Caetano, Chico e as
biografias não autorizadas
José Antônio Silva
Nunca achei que discordaria
tanto de uma posição tomada pelo genial Chico Buarque, que costuma acertar não
só em suas letras e músicas. Mas leio agora que Chico, mais outros artistas da
primeiríssima linha da MPB – Gilberto Gil, Caetano Veloso, Milton Nascimento,
Roberto e Erasmo, Djavan – fundaram um grupo (infelizmente não musical),
intitulado “Procure Saber”, para tentar impedir a publicação de biografias não
autorizadas. Como todos estes mestres veteranos passaram pelos rigores do
período ditatorial e da censura (à imprensa, às obras artísticas, aos livros),
soa muito estranha esta obsessão em querer controlar tudo o que se escreve ou
se escreverá sobre cada um deles.
“Autorização prévia” para uma
biografia significa dizer: “Neste livro que tu estás escrevendo, só vai sair o
que eu quiser que saia!”. Enfim, uma grande reportagem chapa-branca, apenas com
uma seleção dos melhores momentos.
Claro que o mundo ideal seria
o autor chegar a um acordo com seu biografado (ou com os herdeiros deste), para
que o livro saísse sem paranóia de um lado, e compromissado com a verdade e a
ética do outro.
Acho que um bom exemplo de
algo assim é a biografia “Vale tudo – o som e a fúria de Tim Maia”, escrito por
Nelson Motta. Amigo do “Síndico”, morto
em 1998, aos 56 anos, com muitíssimos quilos de talento, Motta tinha a
confiança da família do cantor, e os altos e baixos de sua carreira e vida
estão todos ali. Mas mesmo as verdades desagradáveis ali são ditas com respeito
e bom humor, correspondendo ao afeto que tinha pelo grande artista falecido e
ao crédito que foi depositado nele, biógrafo.
E se o escritor não merecer
essa confiança e inventar, distorcer, criar escândalos e factóides para bombar
a divulgação e venda de seu livro? A regra é clara: os familiares e detentores
dos direitos da obra do biografado podem entrar na Justiça e solicitar a
retirada do livro do mercado, retratação, indenização por perdas e danos, etc.
Mas, liderados com fúria
santa pela ex-senhora Veloso, Paula Lavigne, o grupo “Procure Saber” não quer
saber.
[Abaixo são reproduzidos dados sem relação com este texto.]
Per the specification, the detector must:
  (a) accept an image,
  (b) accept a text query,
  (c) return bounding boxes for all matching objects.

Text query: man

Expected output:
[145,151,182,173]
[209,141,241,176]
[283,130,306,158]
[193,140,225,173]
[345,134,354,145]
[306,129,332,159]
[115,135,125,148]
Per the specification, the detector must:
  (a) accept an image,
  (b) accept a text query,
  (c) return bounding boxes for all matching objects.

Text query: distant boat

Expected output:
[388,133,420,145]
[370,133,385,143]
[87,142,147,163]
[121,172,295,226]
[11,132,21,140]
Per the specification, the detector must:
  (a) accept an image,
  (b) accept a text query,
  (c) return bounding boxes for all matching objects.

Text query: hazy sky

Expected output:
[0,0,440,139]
Como explica matéria da Folha de S. Paulo (http://www1.folha.uol.com.br/ilustrada/2013/10/1352167-gil-e-caetano-se-juntam-a-roberto-carlos-contra-biografias-nao-autorizadas.shtml),
a Associação Nacional dos Editores de Livros move uma Ação Direta de Inconstitucionalidade
no STF questionando artigos do Código Civil que impedem a publicação de
biografias sem a autorização prévia dos biografados ou herdeiros. Por isso,
Lavigne quer registrar o “Procure Saber” como associação, obtendo assim status legal
de “interessada na causa” junto ao Supremo.
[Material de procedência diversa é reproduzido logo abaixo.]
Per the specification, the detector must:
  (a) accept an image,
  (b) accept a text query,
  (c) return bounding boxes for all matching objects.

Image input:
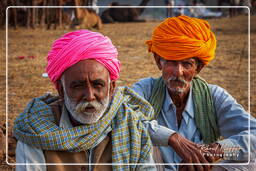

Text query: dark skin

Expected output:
[154,54,223,171]
[57,60,116,126]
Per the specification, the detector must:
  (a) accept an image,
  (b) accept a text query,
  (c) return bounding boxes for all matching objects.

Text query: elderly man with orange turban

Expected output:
[133,16,256,170]
[14,30,156,171]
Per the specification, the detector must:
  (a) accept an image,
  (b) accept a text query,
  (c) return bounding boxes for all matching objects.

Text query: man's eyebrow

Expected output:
[70,80,85,86]
[92,79,106,85]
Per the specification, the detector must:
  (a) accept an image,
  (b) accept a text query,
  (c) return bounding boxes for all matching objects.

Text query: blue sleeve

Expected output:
[16,141,46,171]
[209,85,256,161]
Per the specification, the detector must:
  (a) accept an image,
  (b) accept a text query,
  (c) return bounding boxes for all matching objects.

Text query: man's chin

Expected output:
[74,113,101,124]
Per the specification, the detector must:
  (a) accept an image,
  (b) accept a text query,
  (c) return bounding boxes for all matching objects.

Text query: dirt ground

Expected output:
[0,16,256,170]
Autores e jornalistas que se
dedicam ao gênero, como Lira Neto, Ruy Castro, Fernando Morais e outros têm,
claro, se manifestado contra a pretensão dos retratáveis, seus herdeiros e
representantes.
Enquanto nada muda, os fãs
não poderão conhecer, por exemplo, os detalhes do Rei (sua biografia “Roberto
Carlos em Detalhes”, de Paulo César de Araújo - capa na foto acima -, foi retirada das livrarias por
ordem judicial). Ou os sertões interiores de Guimarães Rosa (“Sinfonia Minas
Gerais: A vida e a literatura de Guimarães Rosa”, de Alaor Barbosa, também não
pode). Ou ainda a vida sem queixa nem queixo (essa foi braba!) do formatador do
samba, em “Noel Rosa – uma Biografia”, pelos craques João Máximo e Carlos
Didier, que também está censurada. Ah, igualmente “Lampião, o Mata Sete”, não
pode ser vendida nas boas livrarias do país. Afinal, poderia prejudicar a
imagem do bandoleiro.
Só para confirmar: esse
Caetano Veloso do “Procure Saber” (mas não procure muito), é o mesmo que uma
vez, em plena ditadura, disse que “é proibido proibir”?